Ranked with artists such as Alessia Cara and Maroon 5, Six Nations Singer and Songwriter Jace Martin has earned the No. 35 spot on the Billboard Top 40 Radio Hit List with his 2015 hit “Free to Fly”.
“Free to Fly” received huge response as fans showed their support by tweeting requests, making Martin’s song a “debut with a bullet” on the chart from January 2 to 30.
“Which means [the song] didn’t climb the charts, it shot right to and debuted at No. 35,” said Martin, who is thankful for the support. “I just want to thank Six Nations for all of your support in helping me achieve my dreams.”
But “Free to Fly” has already broke ground in the indigenous music sector as it will be licensed by the APTN hit Mohawk Girls, as well as have a part in season two of Derek Miller’s “Guilt Free Zone”. Martin said it is the song that has taken his career “to new heights”.
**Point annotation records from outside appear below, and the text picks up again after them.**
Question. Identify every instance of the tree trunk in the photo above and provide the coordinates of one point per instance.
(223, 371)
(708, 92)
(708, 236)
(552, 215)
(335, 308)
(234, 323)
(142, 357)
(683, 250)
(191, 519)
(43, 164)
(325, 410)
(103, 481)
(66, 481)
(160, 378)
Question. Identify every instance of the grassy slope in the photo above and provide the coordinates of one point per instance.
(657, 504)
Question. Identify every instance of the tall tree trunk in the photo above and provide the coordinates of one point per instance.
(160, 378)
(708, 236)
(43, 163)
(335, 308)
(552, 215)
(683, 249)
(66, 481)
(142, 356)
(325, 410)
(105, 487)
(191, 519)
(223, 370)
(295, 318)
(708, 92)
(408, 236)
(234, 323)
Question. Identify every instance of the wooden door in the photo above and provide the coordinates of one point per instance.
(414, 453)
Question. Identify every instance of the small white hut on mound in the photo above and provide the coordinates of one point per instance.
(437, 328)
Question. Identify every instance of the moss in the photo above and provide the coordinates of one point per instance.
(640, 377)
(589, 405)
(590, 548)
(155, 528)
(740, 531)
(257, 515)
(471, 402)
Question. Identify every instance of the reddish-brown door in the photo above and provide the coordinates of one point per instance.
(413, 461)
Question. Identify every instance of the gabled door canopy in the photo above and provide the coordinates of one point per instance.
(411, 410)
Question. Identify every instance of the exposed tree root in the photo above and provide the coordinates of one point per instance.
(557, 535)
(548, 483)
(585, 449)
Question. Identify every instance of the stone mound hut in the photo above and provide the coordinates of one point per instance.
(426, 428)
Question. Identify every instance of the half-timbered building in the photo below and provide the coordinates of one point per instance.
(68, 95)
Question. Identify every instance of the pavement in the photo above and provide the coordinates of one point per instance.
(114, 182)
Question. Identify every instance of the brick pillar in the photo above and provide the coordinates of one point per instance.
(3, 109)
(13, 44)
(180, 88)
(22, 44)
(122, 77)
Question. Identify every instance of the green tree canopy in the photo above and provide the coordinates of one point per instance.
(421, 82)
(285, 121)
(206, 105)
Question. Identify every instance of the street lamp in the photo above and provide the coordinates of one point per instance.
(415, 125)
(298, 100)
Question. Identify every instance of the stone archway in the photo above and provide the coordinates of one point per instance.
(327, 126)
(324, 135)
“Free to Fly has had me touring for nearly three years,” he said. “It has allowed me to be heard by over 400 Million people during PanAm Games Closing Ceremonies, and be featured in the Vocalist Magazine & Outdoor Lifestyle.”
When asked what he thought helped to make the song a hit, Martin explained that indigenous radio and media helped to drive its notoriety, but it is also the song itself.
“I truly believe it is the song. It has to have all the elements; timing of release, tone of song, lyrics, melody, and it has to have industry standard sound and production. After that, it is a roll of the dice,” he said. “No one really knows what the radio audience will like. I think “Free to Fly” has the right message and feel. It is a positive song that inspires you.”
The process for Martin with this particular single led him to musician Justin Abedin and his helpful music director to help “define the new Jace Martin sound”.
“The process was such an eye opener for me, and I used that knowledge to produce a few other artists like Six Nations Guitar Slinger, A.K Mcleod and 14-year-old Rising Country Artist, Leah Belle,” he said.
But in regards to himself and what he has learned throughout the process of producing his own music, Martin said he maintains the principles of integrity, honesty and respect as an artist, and really feels like he was “born to do this”.
“And I get confidence from knowing that I will be successful as long I am true to myself,” he said. “You do need to have thick skin. People will attack every aspect of who you are in order to get you to give up. But don’t compete with anyone but yourself because there is no one in the world that is exactly like you.”
“The most important thing I learned to be true is make sure your character is solid. Your Talent will make room for you, but your character will keep you there.”